Una spiaggia fra le più frequentate dagli spezzini. Voglio vederla e ricordarmela così, nelle mie foto fatte 3 anni or sono…
Ora La Baia Blu è rimasta letteralmente devastata dall’ultima alluvione che ha colpito il Comune di Lerici lo scorso 23 dicembre: lo stabilimento di recente costruzione è andato distrutto dalla forza del vento e dalla pioggia caduta sulla montagna antistante provocando un enorme smottamento. I pericoli di frana in quel lembo di costa erano sempre in agguato… si è pensato per anni a costruire, a tagliare alberi e vegetazione… null’altro è stato fatto…
E’ necessario fare qualcosa per salvare la situazione, ma è necessaria anche una riflessione che sa soprattutto di autocritica: possibile permettere di costruire una struttura di quel tipo su una spiaggia, soggetta da sempre, come quasi tutti i litorali del pianeta, alle calamità?

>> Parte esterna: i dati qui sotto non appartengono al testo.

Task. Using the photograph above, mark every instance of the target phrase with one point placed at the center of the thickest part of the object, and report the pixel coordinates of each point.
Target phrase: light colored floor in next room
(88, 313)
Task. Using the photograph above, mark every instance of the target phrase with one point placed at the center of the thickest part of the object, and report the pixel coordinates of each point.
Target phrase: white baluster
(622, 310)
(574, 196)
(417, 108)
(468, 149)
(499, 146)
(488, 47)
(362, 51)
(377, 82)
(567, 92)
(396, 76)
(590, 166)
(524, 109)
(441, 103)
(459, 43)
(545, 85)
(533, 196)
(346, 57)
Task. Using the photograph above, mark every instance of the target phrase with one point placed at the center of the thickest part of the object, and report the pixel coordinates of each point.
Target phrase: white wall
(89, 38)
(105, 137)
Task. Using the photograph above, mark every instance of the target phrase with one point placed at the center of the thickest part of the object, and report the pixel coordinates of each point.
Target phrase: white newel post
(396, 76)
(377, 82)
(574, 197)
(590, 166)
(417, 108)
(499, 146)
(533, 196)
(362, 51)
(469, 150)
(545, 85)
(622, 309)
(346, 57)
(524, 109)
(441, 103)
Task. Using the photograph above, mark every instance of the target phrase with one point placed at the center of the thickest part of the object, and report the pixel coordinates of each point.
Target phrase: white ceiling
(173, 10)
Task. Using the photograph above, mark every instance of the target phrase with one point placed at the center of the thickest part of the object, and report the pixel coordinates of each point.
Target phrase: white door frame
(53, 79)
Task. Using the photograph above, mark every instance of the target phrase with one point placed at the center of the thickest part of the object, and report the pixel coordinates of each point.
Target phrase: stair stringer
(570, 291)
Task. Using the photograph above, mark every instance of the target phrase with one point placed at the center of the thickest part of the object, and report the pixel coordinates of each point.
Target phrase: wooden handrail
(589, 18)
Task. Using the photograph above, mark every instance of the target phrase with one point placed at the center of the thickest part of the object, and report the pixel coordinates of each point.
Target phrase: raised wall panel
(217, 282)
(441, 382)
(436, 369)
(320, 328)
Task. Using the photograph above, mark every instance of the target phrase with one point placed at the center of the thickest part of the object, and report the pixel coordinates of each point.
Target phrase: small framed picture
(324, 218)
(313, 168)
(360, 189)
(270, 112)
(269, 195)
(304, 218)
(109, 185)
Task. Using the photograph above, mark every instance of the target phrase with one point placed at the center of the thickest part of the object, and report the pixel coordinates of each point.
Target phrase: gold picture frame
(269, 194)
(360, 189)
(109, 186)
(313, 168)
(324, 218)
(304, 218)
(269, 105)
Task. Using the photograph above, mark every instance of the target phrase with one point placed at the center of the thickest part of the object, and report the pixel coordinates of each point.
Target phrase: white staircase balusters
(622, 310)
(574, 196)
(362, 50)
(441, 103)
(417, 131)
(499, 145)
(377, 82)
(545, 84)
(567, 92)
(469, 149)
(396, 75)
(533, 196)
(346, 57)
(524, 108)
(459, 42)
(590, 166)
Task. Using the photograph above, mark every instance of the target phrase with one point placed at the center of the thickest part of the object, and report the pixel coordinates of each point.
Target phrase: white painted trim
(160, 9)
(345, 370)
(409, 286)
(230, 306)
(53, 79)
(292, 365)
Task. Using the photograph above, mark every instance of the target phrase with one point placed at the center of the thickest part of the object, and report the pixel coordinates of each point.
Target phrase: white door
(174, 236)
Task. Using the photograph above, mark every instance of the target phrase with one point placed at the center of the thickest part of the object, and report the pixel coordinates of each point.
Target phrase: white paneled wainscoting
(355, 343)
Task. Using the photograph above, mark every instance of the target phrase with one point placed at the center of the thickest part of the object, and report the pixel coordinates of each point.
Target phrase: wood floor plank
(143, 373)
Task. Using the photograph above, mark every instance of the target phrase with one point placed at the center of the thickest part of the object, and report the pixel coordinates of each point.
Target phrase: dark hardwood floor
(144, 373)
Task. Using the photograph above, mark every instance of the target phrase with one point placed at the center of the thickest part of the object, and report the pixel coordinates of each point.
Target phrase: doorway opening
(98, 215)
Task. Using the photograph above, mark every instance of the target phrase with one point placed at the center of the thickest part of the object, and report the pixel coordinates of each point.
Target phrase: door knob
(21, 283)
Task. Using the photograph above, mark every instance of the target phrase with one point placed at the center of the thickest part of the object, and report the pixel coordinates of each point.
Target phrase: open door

Bisogna avere rispetto per ciò che ci circonda… E’ necessario iniziare ad imparare a dire “No al Vil denaro…” a partire dagli amministratori della cosa pubblica. Bisogna avere una sorta di paura nei confronti della natura che, fino a prova contraria, ogniqualvolta crediamo di poter dominare, ci ricorda che tutto alla fine si paga. Amaramente.
Guardate cosa è rimasto della spiaggia… guardate questo video…
Qualcuno ne è responsabile… privati e amministratori pubblici, che certo, non credano di tirarsene fuori… Chi amministra la cosa pubblica deve lottare per difendere il proprio territorio e il territorio dei propri cittadini… Così non è… e non è stato!!
La cementificazione alla Venere Azzurra deve far riflettere a tutti, in primis a chi amministra…

“Dati ufficiali del Centro Studi Consiglio Nazionale dei Geologi dicono che la prevenzione del dissesto idrogeologico costa 10 volte meno dell’intervento in emergenza, creando posti di lavoro e nel contempo garantendo sicurezza dei versanti e dei corsi”.